“De André non è stato mai di moda. È infatti la moda, effimera definizione, passa. Le canzoni di Fabrizio restano.” (Nicola Piovani)
“…dai diamanti non nasce niente Dal letame nascono i fior…” Frase questa, a tutti nota, tratta dalla celebre canzone “Via del Campo”, del compianto cantautore Fabrizio Cristiano De André, per tutti semplicemente Fabrizio De André, scomparso a Milano esattamente venti anni fa, ucciso da un carcinoma polmonare. Nasce il 18 febbraio 1940 a Pegli, un quartiere di Genova, da una famiglia borghese con la quale si trasferisce in una campagna dell’astigiano per difendersi dalla guerra, per poi tornare a Genova nel ’45. La sua ribellione innata non tarda ad emergere: già a scuola le regole rigide gli stavano strette e i genitori sono costretti a trasferirlo da una scuola privata retta dalle suore a una scuola statale. A 18 anni, lascia la casa dei genitori a causa dei contrasti con il padre. Frequenta alcuni corsi di Lettere e altri di Medicina presso l’Università di Genova, scegliendo poi la facoltà di giurisprudenza che abbandona a sei esami dalla laurea. È questo il periodo dei primi contatti discografici, ma anche quello dei problemi legati all’abuso di alcool, di una vita dissennata e sregolata. Nel 1958 esce il suo primo disco “Nuvole Barocche”, ma il vero successo sarà rappresentato, nel 1964, da “La Canzone di Marinella”, interpretata tre anni dopo da Mina, il cui testo è ispirato a un fatto di cronaca. Nel 1961 conosce Enrica Rignon, detta “Puny”, appassionata di musica jazz e più grande di Fabrizio di quasi sette anni. Rimasta incinta, sarà la prima moglie di De André, fino alla separazione avvenuta a metà degli anni ’70 e dalla cui unione nasce il figlio Cristiano.

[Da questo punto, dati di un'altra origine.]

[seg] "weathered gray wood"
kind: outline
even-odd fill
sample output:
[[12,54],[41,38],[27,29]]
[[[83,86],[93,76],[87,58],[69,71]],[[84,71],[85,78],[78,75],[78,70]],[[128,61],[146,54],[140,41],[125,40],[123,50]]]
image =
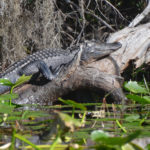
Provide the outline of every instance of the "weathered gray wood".
[[75,72],[56,79],[43,86],[25,85],[17,90],[20,97],[15,100],[18,104],[52,104],[58,97],[74,91],[81,87],[88,87],[97,90],[112,92],[114,99],[118,102],[124,98],[120,83],[123,78],[116,75],[109,75],[94,67],[78,67]]
[[123,78],[120,72],[134,61],[136,67],[150,62],[150,23],[135,28],[125,28],[112,34],[108,42],[119,41],[122,48],[97,62],[85,66],[78,66],[72,74],[63,75],[60,80],[50,82],[44,86],[25,86],[19,89],[20,98],[17,103],[50,104],[58,97],[81,87],[112,92],[114,99],[125,99],[122,92]]

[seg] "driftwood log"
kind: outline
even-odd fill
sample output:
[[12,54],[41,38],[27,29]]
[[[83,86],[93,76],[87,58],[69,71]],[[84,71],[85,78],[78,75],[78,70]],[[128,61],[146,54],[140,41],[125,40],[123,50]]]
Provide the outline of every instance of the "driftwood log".
[[123,78],[120,73],[133,61],[136,67],[150,62],[150,23],[126,27],[108,38],[107,42],[120,42],[122,47],[99,61],[79,65],[71,74],[64,74],[42,86],[24,85],[16,90],[18,104],[52,104],[58,97],[78,88],[110,92],[114,100],[125,99],[122,92]]

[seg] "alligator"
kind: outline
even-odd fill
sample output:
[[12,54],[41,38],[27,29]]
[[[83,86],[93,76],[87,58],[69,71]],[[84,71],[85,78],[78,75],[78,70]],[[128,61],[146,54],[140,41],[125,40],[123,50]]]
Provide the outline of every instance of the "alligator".
[[[63,66],[75,62],[77,59],[79,59],[80,64],[102,59],[120,47],[119,42],[85,41],[66,50],[60,48],[44,49],[12,64],[0,74],[0,78],[9,79],[15,83],[23,74],[27,76],[41,74],[48,81],[52,81],[58,77]],[[0,85],[0,94],[9,89],[9,86]]]

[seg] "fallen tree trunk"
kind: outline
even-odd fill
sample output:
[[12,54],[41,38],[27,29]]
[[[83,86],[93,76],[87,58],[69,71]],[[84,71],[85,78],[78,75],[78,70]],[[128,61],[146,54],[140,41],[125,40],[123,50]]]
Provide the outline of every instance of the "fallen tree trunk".
[[110,92],[117,102],[125,99],[120,76],[134,61],[136,67],[150,62],[150,23],[135,28],[127,27],[112,34],[108,42],[120,42],[122,47],[111,56],[87,65],[79,65],[72,74],[65,74],[42,86],[25,85],[16,92],[18,104],[52,104],[58,97],[78,88],[103,89]]

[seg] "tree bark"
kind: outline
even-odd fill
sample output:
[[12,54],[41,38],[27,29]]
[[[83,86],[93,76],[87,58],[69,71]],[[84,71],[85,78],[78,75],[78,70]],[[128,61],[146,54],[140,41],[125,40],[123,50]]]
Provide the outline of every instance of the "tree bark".
[[74,72],[59,76],[43,86],[25,85],[16,92],[20,97],[15,103],[52,104],[58,97],[78,88],[89,88],[110,92],[117,102],[125,99],[122,92],[123,78],[120,76],[130,61],[136,67],[149,63],[150,23],[135,28],[127,27],[112,34],[108,42],[121,42],[122,47],[109,57],[79,65]]

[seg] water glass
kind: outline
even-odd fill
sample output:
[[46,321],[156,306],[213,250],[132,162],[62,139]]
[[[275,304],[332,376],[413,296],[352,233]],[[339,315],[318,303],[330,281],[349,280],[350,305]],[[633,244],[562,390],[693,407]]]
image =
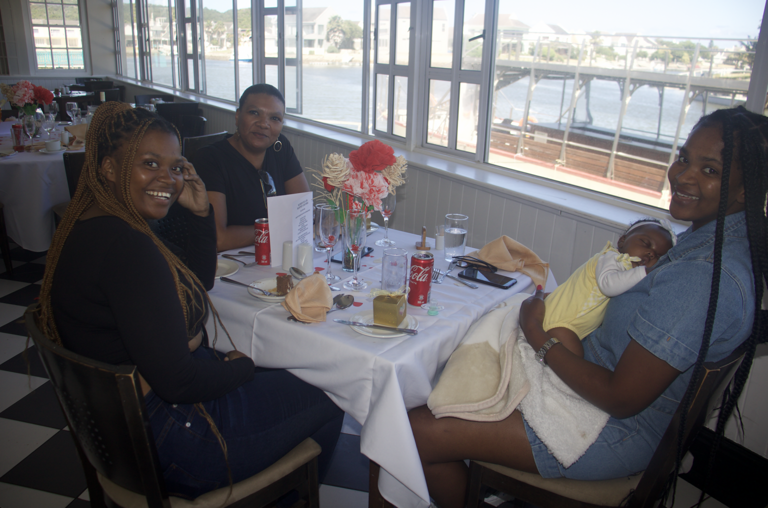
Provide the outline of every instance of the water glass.
[[464,247],[467,245],[467,227],[469,217],[462,214],[445,215],[445,250],[446,261],[453,261],[457,256],[464,255]]
[[408,251],[396,247],[384,250],[382,289],[396,291],[408,283]]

Le tematiche esistenzialiste rappresentano il concept dell’album “Tutti morimmo a stento” e caratterizzeranno notevolmente il periodo tra il 1968 e il 1973. Nel periodo tra il 1969 e il 1979, il cantautore è sottoposto a controlli da parte dei servizi segreti italiani, probabilmente a causa della conoscenza di un simpatizzante del marxismo-leninismo, indagato tra l’altro nelle prime inchieste sulla strage di Piazza Fontana. Viene inoltre ritenuto dal SISDE un “simpatizzante delle BR”. Verso la seconda metà degli anni ’70, insieme a Dori Ghezzi (dalla quale avrà la seconda figlia nata nel 1977, Luisa Vittoria detta “Luvi”) acquista e si stabilisce in una tenuta sarda poco distante da Tempio Pausania. Il 27 agosto 1979 la coppia viene rapita dall’anonima sequestri sarda e rilasciata solo quattro mesi più tardi dietro il pagamento del riscatto di circa 550 milioni di lire. Esperienza, quella del sequestro, che lo segna sia a livello,personale che a livello artistico. In seguito riuscirà a perdonare i suoi carcerieri e dirà: “Noi ne siamo venuti fuori, mentre loro non potranno farlo mai.”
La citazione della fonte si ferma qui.